Shedding Heavy Memories: Context Compaction in Codex, Claude Code, and OpenCode

✨Article Summary (AI Generated)

This article uses a 15,400-token login bug fix scenario to dissect the context compaction strategies of three mainstream CLI agents: Codex CLI, Claude Code, and OpenCode. Codex CLI takes a single-layer "handoff summary" approach; Claude Code employs a three-tier progressive mechanism — tool result trimming, Prompt Cache-friendly strategies, and a 9-section structured LLM summary; OpenCode implements "stepped governance" through non-destructive timestamp-based message hiding paired with a 5-heading LLM summary. The article reveals a core insight: the best context management isn't about endlessly expanding memory capacity, but learning to forget with precision.

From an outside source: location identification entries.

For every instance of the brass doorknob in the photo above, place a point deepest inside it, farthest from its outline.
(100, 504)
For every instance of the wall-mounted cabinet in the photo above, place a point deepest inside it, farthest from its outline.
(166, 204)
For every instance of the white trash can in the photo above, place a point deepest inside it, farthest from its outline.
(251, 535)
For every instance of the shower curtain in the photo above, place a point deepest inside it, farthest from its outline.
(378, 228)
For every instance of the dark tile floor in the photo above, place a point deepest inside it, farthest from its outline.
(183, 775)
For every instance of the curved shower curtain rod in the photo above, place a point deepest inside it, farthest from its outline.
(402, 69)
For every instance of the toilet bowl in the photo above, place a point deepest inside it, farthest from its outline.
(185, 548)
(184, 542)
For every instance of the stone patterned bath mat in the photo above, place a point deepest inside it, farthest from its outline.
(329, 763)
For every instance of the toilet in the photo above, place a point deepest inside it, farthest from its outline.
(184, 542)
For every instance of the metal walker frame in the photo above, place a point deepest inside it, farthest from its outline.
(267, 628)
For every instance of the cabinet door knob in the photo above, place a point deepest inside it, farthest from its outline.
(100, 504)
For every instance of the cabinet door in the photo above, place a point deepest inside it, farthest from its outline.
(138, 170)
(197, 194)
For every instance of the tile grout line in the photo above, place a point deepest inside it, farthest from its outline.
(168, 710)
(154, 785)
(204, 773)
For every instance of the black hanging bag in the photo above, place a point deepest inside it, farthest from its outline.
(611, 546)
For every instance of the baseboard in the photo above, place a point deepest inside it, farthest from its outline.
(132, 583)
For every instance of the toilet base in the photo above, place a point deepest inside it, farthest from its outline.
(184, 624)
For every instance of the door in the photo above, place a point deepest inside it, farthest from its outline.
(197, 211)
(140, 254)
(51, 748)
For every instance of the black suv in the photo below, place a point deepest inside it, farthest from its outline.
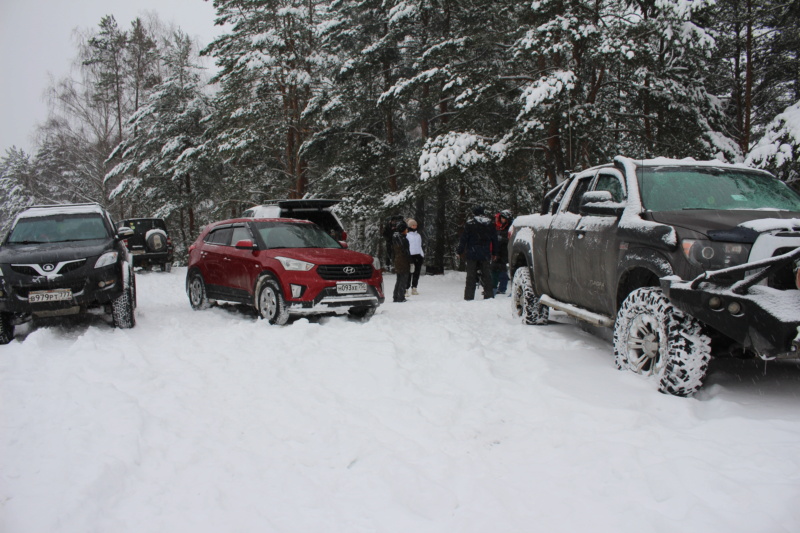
(150, 243)
(62, 260)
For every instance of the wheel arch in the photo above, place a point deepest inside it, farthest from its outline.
(641, 268)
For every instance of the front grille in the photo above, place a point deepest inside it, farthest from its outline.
(24, 270)
(27, 270)
(69, 267)
(337, 272)
(783, 278)
(75, 286)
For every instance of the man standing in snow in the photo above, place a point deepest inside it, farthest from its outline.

When using AI agents for deep programming tasks, you've surely encountered this predicament: at first, the AI is sharp and responsive, hitting every mark; but as conversation turns accumulate, it seems to get progressively dumber.

When context is nearly exhausted, the AI rushes to finish, leading to poor results — the community calls this Context Anxiety, and just like us humans, haste makes waste. To keep the conversation going, the agent must shed some memories (compress — compact). But how to shed, what to shed, and how to recover afterward have become key markers of whether an agent runtime is truly mature.

Today, let's tear apart three mainstream CLI agents — Codex CLI, Claude Code, and OpenCode — and see how each performs their "compression magic" when facing the same login bug.

Note: This analysis is based on the open-source repository logic of Codex CLI and OpenCode, along with community reverse engineering and leaked source code verification of the Claude Code runtime.

Imagine you're fixing a login endpoint returning 401 Unauthorized. You summon your AI agent and embark on an intense debugging session.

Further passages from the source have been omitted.